È una pittura che gioca sulla “distrazione”
quella di Neel. In un incrocio di pennellate indipendenti – che talvolta si
concedono il lusso della geometria, senza la pretesa di raccontar nulla, ma
soltanto di essere – emergono miraggi di realtà, neanche troppo velati. Ciò che
sembrerebbe allora essere semplice astrazione si tramuta nell’idea platonica di
paesaggio. Le tinte acide impastate tra loro sulla superficie acquistano un
significato del tutto diverso da quello semplicemente tonale.
Il muso dalle fattezze preistoriche di un pesce, ad
esempio, fa capolino da un vortice di pennellate (
Sideshow, 2008). Il mondo che gli si
irradia intorno assume una valenza nuova. Si tramuta istantaneamente in un
ciclone di forze negative, nelle quali questi annaspa per sopravvivere.
Le sgocciolature che miscelano vigorosamente rossi e
grigi, neri e aranci, finiscono per raccontare un mondo di morte e sofferenza,
in cui la vita ha pochi appigli e diventa quasi irrilevante di fronte
all’immensità che la circonda, in un’atmosfera angosciante da fine del mondo (
Come
and Go,
2009). Nonostante l’allusione nel
titolo a un lieto evento, non risultano rassicuranti nemmeno
It’s a boy e
It’s a girl (2009), dove macchie scomposte di
colore, aggrovigliate su se stesse, lasciano intuire, ma non mettere a fuoco, i
contorni dell’immagine, scoraggiando il riguardante da qualsiasi forma d’indagine
e ricostruzione.
Più descrittivo è
Love Canal (2009), dove l’utilizzo di tinte
fosche lascia affiorare un gioco di trasparenze e atmosfere liquide, giochi di
luce e penombre, in cui la lussureggiante ma scomposta vegetazione, fatta di
alberi piangenti e fiori variopinti, lascia pensare a un
Ponte sulle Ninfee di
Claude Monet in versione dark, ma soprattutto
ad alcune opere dell’ultimo Monet, nel contempo vitaliste e crepuscolari.

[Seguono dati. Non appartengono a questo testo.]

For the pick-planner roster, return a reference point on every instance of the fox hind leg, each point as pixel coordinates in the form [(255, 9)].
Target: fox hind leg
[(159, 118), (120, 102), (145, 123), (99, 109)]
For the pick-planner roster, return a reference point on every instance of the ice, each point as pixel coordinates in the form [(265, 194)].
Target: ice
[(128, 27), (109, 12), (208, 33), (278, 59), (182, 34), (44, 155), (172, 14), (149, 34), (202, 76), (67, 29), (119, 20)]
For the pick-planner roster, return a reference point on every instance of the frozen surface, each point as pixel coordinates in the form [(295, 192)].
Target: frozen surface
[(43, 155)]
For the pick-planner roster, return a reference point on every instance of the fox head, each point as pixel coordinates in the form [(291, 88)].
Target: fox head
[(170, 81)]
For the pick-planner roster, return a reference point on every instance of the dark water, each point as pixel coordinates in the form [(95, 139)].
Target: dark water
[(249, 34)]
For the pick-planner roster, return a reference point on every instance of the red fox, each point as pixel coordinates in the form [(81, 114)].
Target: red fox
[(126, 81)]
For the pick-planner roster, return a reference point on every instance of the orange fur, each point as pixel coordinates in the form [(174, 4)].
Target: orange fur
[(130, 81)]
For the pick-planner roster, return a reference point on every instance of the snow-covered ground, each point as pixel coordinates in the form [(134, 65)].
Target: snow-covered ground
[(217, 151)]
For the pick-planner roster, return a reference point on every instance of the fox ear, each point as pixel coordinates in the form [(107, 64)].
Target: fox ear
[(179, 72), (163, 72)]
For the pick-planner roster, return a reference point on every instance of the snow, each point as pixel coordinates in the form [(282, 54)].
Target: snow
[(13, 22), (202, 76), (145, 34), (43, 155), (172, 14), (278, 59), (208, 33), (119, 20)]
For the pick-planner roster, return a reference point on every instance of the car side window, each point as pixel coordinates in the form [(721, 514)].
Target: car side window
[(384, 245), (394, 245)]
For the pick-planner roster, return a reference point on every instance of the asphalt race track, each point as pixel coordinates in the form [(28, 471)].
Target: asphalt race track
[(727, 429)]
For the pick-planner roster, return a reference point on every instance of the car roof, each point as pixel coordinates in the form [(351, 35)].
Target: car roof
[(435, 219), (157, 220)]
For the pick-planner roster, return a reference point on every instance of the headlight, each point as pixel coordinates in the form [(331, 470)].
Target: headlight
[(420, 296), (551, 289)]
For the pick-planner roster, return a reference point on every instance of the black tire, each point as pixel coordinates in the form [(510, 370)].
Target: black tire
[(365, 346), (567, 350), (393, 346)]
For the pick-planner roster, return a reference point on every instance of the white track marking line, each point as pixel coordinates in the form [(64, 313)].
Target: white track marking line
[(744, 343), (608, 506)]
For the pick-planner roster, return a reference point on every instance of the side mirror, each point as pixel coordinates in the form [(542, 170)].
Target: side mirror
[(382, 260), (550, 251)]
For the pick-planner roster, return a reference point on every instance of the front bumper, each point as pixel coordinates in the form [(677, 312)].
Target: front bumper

Riconducibile a un immaginario tutto americano è invece
Raised
Ranch (2009
). Una “telecamera
ravvicinata” punta la facciata principale: ne riconosciamo le pareti
grigiastre, gli architravi e il portone rialzato, come recita il titolo. Mentre
lo spettatore pensa a
Robert Rauschenberg, Neel ha già appiccato il fuoco e avviluppato il
suo ranch in vampate di color arancio, in cui s’incendia ogni riferimento,
seppur inevitabile e calzante, come quello al maestro americano.
Così, mentre l’immagine va in fumo e si traduce in
“pura visibilità”, tra le nebbie delle sue pennellate, ora decise,
ora evanescenti, astrazione e figurazione si attaccano o si danno la mano,
collidono o armonizzano, in un gioco pittorico complesso, in cui è rinnegata
ogni qualsivoglia forma di ortodossia.